Clinic for Open-Source Arts (COSA) students in class



COSA hosts a yearly summit focused on bringing together a diverse group of users, developers, educators and other stakeholders for a particular tool, language, or type of creative coding practice to communicate, collaborate, and improve the tools and their accessibility. Each year the specific focus changes, to keep up with the tools that are in heavy use in the field and keep communities connected. The Summit brings together 10-50 people from around the world and also includes engaging DU students and the broader Denver community with workshops, class visits, conversations, and training students to become contributors.


These smaller gatherings are focused on meta-topics across tools and generate best practices to be shared out into the community. They tap into expertise on the DU campus as well as experts (academic and otherwise) around the globe who help document ways to improve how open-source tools function as communities and what new directions or tools might be needed in response to changes in the field.


COSA is also focused on open-source arts efforts within the University, including sending DU scholars and students to similar events at other institutions and coordinating smaller events on campus, such as hackathons and doc-sprints.

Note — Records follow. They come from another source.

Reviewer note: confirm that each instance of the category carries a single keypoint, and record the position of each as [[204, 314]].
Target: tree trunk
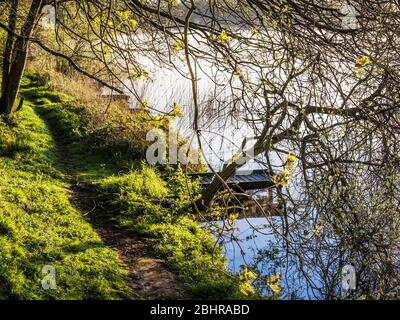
[[16, 53]]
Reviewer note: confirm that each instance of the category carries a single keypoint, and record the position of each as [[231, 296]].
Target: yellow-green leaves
[[176, 110], [126, 16], [246, 277], [223, 37], [317, 231], [273, 283], [362, 64], [178, 46], [363, 61], [139, 73], [282, 179], [145, 104]]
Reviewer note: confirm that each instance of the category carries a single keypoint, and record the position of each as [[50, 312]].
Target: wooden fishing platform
[[241, 200]]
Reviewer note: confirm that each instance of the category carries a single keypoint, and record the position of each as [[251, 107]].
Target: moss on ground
[[135, 193], [39, 226]]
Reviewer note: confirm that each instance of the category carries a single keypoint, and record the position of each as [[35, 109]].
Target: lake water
[[256, 247]]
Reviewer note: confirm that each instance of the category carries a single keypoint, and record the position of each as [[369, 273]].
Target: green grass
[[135, 194], [39, 226]]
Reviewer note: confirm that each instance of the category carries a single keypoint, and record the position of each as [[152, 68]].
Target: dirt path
[[148, 277]]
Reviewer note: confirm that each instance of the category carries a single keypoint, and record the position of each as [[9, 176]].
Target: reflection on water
[[253, 245]]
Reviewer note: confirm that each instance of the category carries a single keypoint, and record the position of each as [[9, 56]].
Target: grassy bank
[[39, 226], [134, 193]]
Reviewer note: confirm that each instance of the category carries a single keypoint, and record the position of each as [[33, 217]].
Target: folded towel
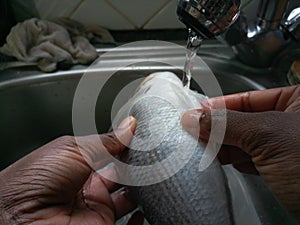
[[54, 45]]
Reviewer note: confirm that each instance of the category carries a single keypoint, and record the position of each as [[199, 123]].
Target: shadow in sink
[[37, 108]]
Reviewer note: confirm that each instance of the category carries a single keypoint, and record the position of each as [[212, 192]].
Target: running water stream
[[193, 44]]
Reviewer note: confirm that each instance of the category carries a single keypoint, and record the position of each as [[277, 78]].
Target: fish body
[[168, 185]]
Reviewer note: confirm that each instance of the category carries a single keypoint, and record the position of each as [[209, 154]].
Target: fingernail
[[197, 123], [205, 125], [190, 122], [127, 123]]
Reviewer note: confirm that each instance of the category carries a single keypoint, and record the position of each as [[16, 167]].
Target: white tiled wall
[[112, 14]]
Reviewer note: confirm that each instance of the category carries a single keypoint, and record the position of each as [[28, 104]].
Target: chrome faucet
[[273, 39]]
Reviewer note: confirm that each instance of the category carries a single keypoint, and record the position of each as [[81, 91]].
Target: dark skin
[[262, 137], [56, 185]]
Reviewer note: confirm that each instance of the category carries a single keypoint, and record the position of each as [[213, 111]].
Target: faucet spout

Processing Development Sprint 2014
In 2014, the University of Denver's Emergent Digital Practices program (EDP) hosted the six primary members of the Processing development team for almost a week. Processing is a free and open-source language developed at the MIT media lab focused on enabling visual artists to create with code. In the 15 years since it was created, it has been downloaded millions of times all over the world and is a part of nearly every university level digital art curriculum in the USA. During their time at DU, the Processing team was able to complete and publish their third major version. At the first Processing Community day at MIT in October 2017, they cited their time together in Denver as one of the most important since the inception of the project.

OpenFrameworks Education Summit 2015
In 2015, EDP hosted 18 artists, designers, and educators (half of them women) from around the world for the first ever OpenFrameworks Education Summit. The focus was to improve the accessibility and the teachability of the free and open-source tool, OpenFrameworks, while increasing the diversity of people involved in its support. During the Education Summit, the focus over the four days was to improve the educational documentation (the explanations of what each command does and how to use it) and to write numerous tutorials for new users.